Benny Tai
戴耀廷
1964–present
- Legal Scholar
- Civil Movement Organiser
Biography
Early Life and Academic Career
Benny Tai was born in Hong Kong in 1964 and received his LLB and PhD in law from the University of Hong Kong, specialising in constitutional law and civil liberties. He spent much of his career as a law professor at HKU's Faculty of Law, where he was recognised for his scholarship in constitutionalism and civil society, and was active in Hong Kong's legal community and religious civic organisations.
Umbrella Movement and Civil Disobedience
In 2013, Tai published an article proposing civil disobedience as a response to Beijing's potential refusal to grant genuine universal suffrage, attracting widespread attention. In 2014, he co-founded the "Occupy Central with Love and Peace" campaign alongside Chan Kin-man and Reverend Chu Yiu-ming, which formed an important organisational foundation for the Umbrella Movement of that year. The three were subsequently prosecuted for public nuisance-related offences and convicted in 2019.

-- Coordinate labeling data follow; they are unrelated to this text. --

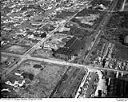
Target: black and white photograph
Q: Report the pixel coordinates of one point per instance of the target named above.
(64, 49)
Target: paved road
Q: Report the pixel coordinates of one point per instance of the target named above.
(39, 43)
(27, 54)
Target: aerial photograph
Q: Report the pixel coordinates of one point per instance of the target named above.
(64, 49)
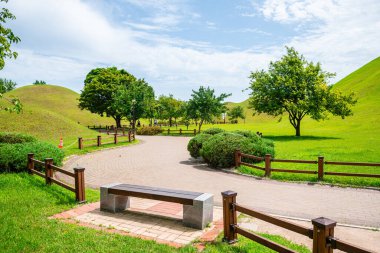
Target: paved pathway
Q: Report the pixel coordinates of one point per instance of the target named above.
(164, 162)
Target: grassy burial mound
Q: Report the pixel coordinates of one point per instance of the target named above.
(49, 113)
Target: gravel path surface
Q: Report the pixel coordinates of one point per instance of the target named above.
(163, 161)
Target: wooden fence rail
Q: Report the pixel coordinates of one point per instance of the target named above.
(322, 232)
(320, 169)
(116, 138)
(78, 176)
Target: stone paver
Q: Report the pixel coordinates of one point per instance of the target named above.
(164, 162)
(162, 224)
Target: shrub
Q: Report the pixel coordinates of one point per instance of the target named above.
(149, 130)
(13, 157)
(13, 138)
(195, 144)
(214, 131)
(219, 150)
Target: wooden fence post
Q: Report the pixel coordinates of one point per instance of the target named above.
(48, 170)
(99, 140)
(30, 164)
(323, 228)
(268, 159)
(321, 162)
(80, 143)
(237, 158)
(80, 194)
(229, 216)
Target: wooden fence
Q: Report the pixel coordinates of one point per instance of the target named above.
(116, 138)
(268, 160)
(322, 232)
(180, 131)
(78, 176)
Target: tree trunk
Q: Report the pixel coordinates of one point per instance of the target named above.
(298, 128)
(118, 121)
(200, 125)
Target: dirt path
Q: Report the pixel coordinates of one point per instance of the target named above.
(164, 162)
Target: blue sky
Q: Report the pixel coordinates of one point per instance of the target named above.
(179, 45)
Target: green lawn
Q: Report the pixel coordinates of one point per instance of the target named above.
(26, 203)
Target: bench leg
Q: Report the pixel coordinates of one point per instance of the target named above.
(111, 202)
(200, 214)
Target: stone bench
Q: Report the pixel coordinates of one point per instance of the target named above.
(197, 207)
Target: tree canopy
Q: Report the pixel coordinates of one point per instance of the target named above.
(204, 105)
(134, 100)
(235, 113)
(100, 87)
(299, 88)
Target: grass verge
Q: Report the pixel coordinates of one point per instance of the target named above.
(26, 203)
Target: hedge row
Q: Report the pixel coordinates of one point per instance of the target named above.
(217, 147)
(14, 149)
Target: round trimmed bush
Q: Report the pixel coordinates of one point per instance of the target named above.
(219, 150)
(13, 138)
(214, 131)
(149, 130)
(195, 144)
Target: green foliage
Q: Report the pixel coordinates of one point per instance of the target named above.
(133, 100)
(7, 37)
(169, 108)
(13, 138)
(213, 130)
(219, 150)
(195, 144)
(298, 87)
(205, 105)
(39, 82)
(100, 87)
(13, 157)
(6, 85)
(235, 113)
(149, 130)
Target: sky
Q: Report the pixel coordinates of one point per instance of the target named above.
(177, 46)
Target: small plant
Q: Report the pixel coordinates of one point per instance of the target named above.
(149, 130)
(39, 82)
(213, 131)
(195, 144)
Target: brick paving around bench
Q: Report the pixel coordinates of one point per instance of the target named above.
(147, 219)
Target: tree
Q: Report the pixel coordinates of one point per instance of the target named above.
(169, 108)
(6, 85)
(205, 105)
(299, 88)
(100, 87)
(7, 38)
(39, 82)
(235, 113)
(133, 101)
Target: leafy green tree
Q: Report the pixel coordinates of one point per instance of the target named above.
(6, 85)
(39, 82)
(169, 108)
(297, 87)
(205, 105)
(7, 38)
(100, 87)
(133, 101)
(235, 113)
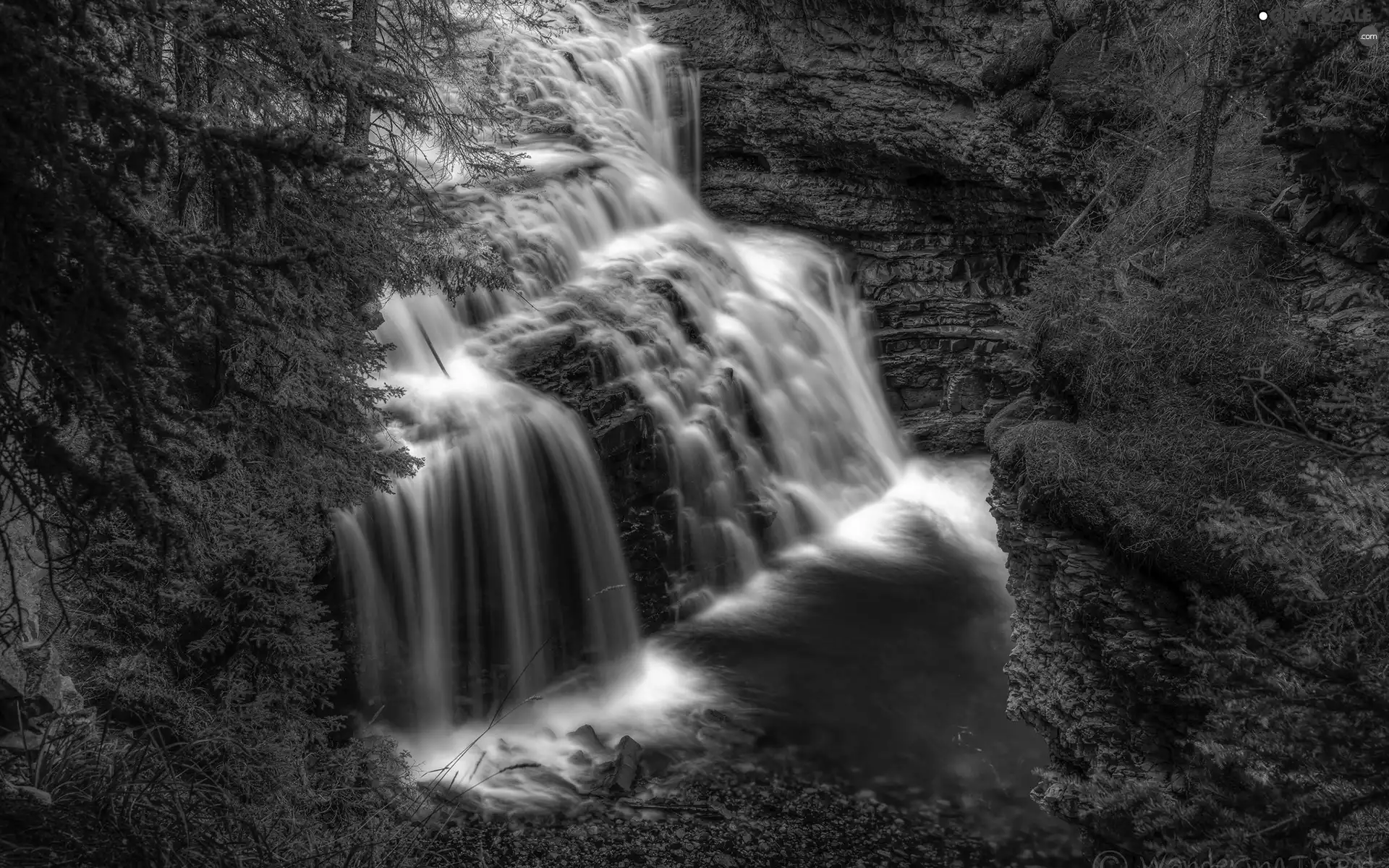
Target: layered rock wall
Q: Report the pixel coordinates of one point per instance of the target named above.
(875, 128)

"35+" Primary and NSL Prosecution
In 2020, Tai organised an unofficial primary election among pro-democracy Legislative Council candidates — the "35+" scheme — aiming to coordinate candidates to win a majority of seats. Authorities maintained that the scheme's goal of voting down the government budget constituted subversion of state power. In 2021, Tai and 46 other democrats were charged under the National Security Law in what became the largest NSL prosecution to date. In 2024, Tai was convicted of conspiracy to commit subversion and sentenced to ten years' imprisonment.
Historical Significance
Tai's case marked the extension of NSL enforcement from the media sector to the political opposition, and the "47 democrats" trial became a central reference point for international observers monitoring changes in Hong Kong's legal system. His prosecution attracted extensive concern among the international legal community about judicial independence in Hong Kong, and has become a key document in the study of the common law tradition's fate under the National Security Law.